Die ermittelnden Staatsanwälte der sizilianischen Stadt Agrigent wollen mit der Befragung von Überlebenden feststellen, ob sich unter ihnen Schlepper befinden, die die Überfahrt von Libyen nach Lampedusa organisiert hatten. "Wir suchen nach Beweisen, um festzustellen, wer für diese Tragödie verantwortlich ist", betonte der Staatsanwalt von Agrigent, Ignazio Fonzo. Der verdächtige Tunesier beteuert allerdings seine Schuldlosigkeit.

Unterdessen konnte die Suchaktion nach weiteren Leichen im Wrack des vor Lampedusa gekenterten Flüchtlingsbootes wegen der schlechten Wetterlage nicht fortgesetzt werden. Starker Wind machte den Tauchermannschaften zu schaffen. Flugzeuge und Hubschrauber überflogen das Meer auf der Suche nach Leichen. Seit Donnerstagabend wurden keine Leichen mehr geborgen. Bisher wurden 111 Tote gezählt, doch bis zu hundert Leichen könnten sich noch im Wrack befinden. Befürchtet wird, dass die Zahl der Toten sogar auf 300 steigen könnte. Die Suchaktion soll am Sonntag fortgesetzt werden.
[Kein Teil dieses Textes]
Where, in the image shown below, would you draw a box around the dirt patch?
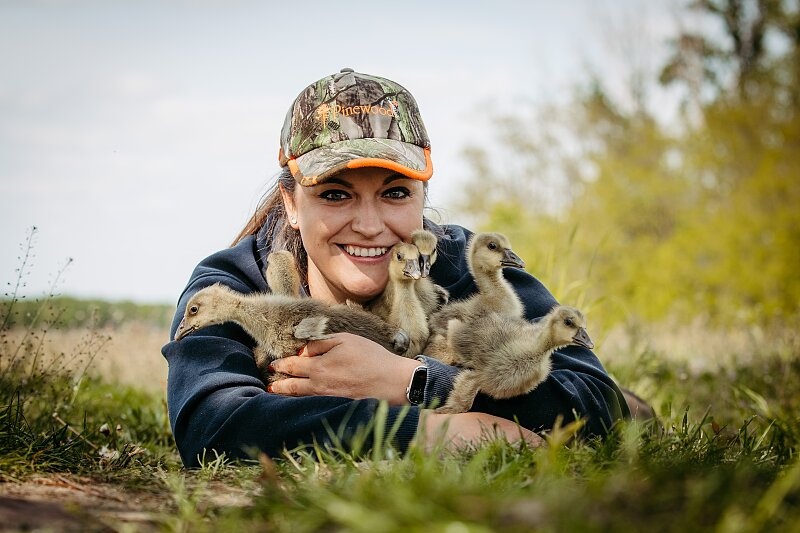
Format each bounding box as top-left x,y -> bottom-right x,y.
0,474 -> 253,531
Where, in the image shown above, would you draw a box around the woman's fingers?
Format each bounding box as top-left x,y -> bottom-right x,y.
269,355 -> 314,378
267,378 -> 314,396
Nur vier Frauen unter Überlebenden
Ein beträchtlicher Teil der Todesopfer des Flüchtlingsunglücks sind Frauen. Unter den 111 geborgenen Leichen befanden sich 49 Frauen. Nur vier der insgesamt 155 Überlebenden sind weiblichen Geschlechts. An Bord des Flüchtlingsbootes soll es zu einem Benzin-Leck und dadurch zu einem großen Brand gekommen sein, als einige Migranten Decken in Flammen setzten, um die Aufmerksamkeit vorbeifahrender Schiffe auf sich zu lenken, berichteten Überlebende.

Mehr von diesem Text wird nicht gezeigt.